Using that equation, I've tried solving for the radius, but I'm not getting the correct answer. The professor told us it had to do with this equation, so I'm not sure what I'm doing wrong. I've gotten 2.37*10^-10m as my answer.

 

[collinsmark]

Hello gookies,

Welcome to Physics Forums!

L = sqrt k*e²*m*r_o

Using the specified classic model, the above equation might apply to a neutral hydrogen atom, but not a positively charged helium atom.

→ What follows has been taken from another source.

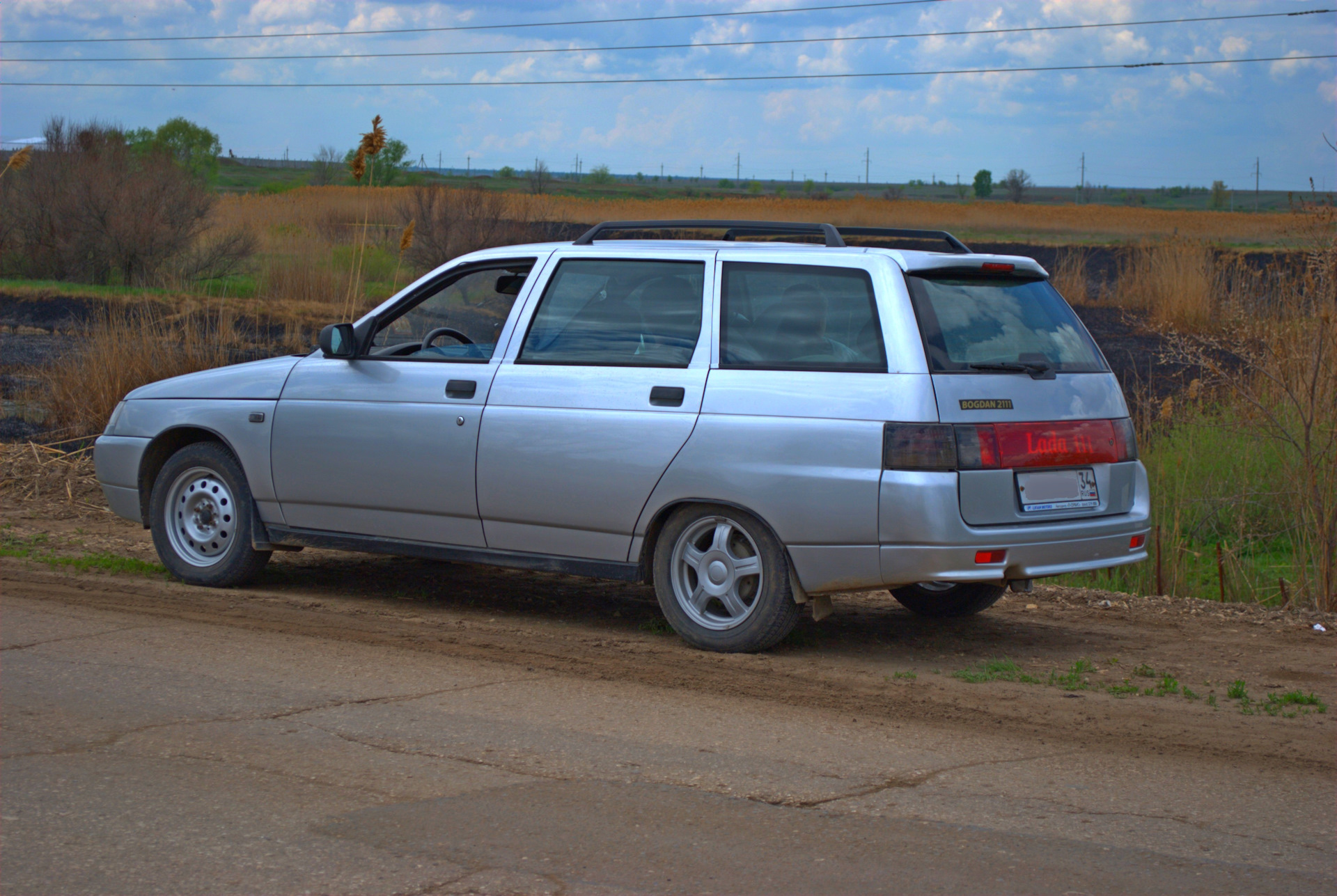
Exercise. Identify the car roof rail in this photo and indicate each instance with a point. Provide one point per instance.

Try to re-derive the equation for a positively charged helium atom. Note that,

F_e = k\frac{q_1 q_2}{r_0^2}

F_{centrepital} = \frac{mv^2}{r_0}

And if the velocity is perpendicular to the radius,

\vec L = \vec r_0 \times m \vec v \ \rightarrow \ L = r_0mv

Then substitute in the charges accordingly (remember the helium atom has two protons, not one).

 

[gookies]

Ah. I'm still confused. So do you have to solve for the velocity first and substitute F for mv^2/r? So the end equation would be, mv^2/r = k q1q2/r^2? And with the charges, would q1 be the charge of the electron and q2 would be the charge of 2 protons?

 

[collinsmark]

Ah. I'm still confused. So do you have to solve for the velocity first and substitute F for mv^2/r? So the end equation would be, mv^2/r = k q1q2/r^2?

That's what I did anyway, yes.

After you solve for the velocity, modify it accordingly to make it into an expression for angular momentum.

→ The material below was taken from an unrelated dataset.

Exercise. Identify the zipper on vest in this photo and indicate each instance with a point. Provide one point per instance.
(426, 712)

And with the charges, would q1 be the charge of the electron and q2 would be the charge of 2 protons?

Yes, that's right. Or you could make q₁ be the charge of the two protons (in the nucleus) and q₂ be the charge of the single electron. Just pick one to be the nucleus and the other to be the electron. Which one is which doesn't matter.

 

[gookies]

Okay, I just looked at it and you don't have to solve for velocity. I changed L=r*m*v to solve for v and substituted v in the equation of F = mv^2/r. I set that equal to kqq/r^2 and then I eventually set everything equal to L first, then solved for r. my final equation was, L^2 = k*q*q*r*m. Would that be correct, Collin?

Edit: Realized it's exactly like the equation I gave. :( Not sure what to do.

 

[collinsmark]

Okay, I just looked at it and you don't have to solve for velocity. I changed L=r*m*v to solve for v and substituted v in the equation of F = mv^2/r. I set that equal to kqq/r^2 and then I eventually set everything equal to L first, then solved for r. my final equation was, L^2 = k*q*q*r*m. Would that be correct, Collin?

Yes, your way will work too.

Edit: Realized it's exactly like the equation I gave. :( Not sure what to do.

It's almost the same. In the equation you derived there is a q₁q₂ instead of your original equation that had an e². The important point here is that in a positive helium ion, q₁ ≠ q₂ (remember, the nucleus of the helium ion has two protons, not one).

Plug in the charges and see what you get.

 

[gookies]

Ah, it works now. I guess it was just plugging in my numbers that screwed me. Thanks Collin!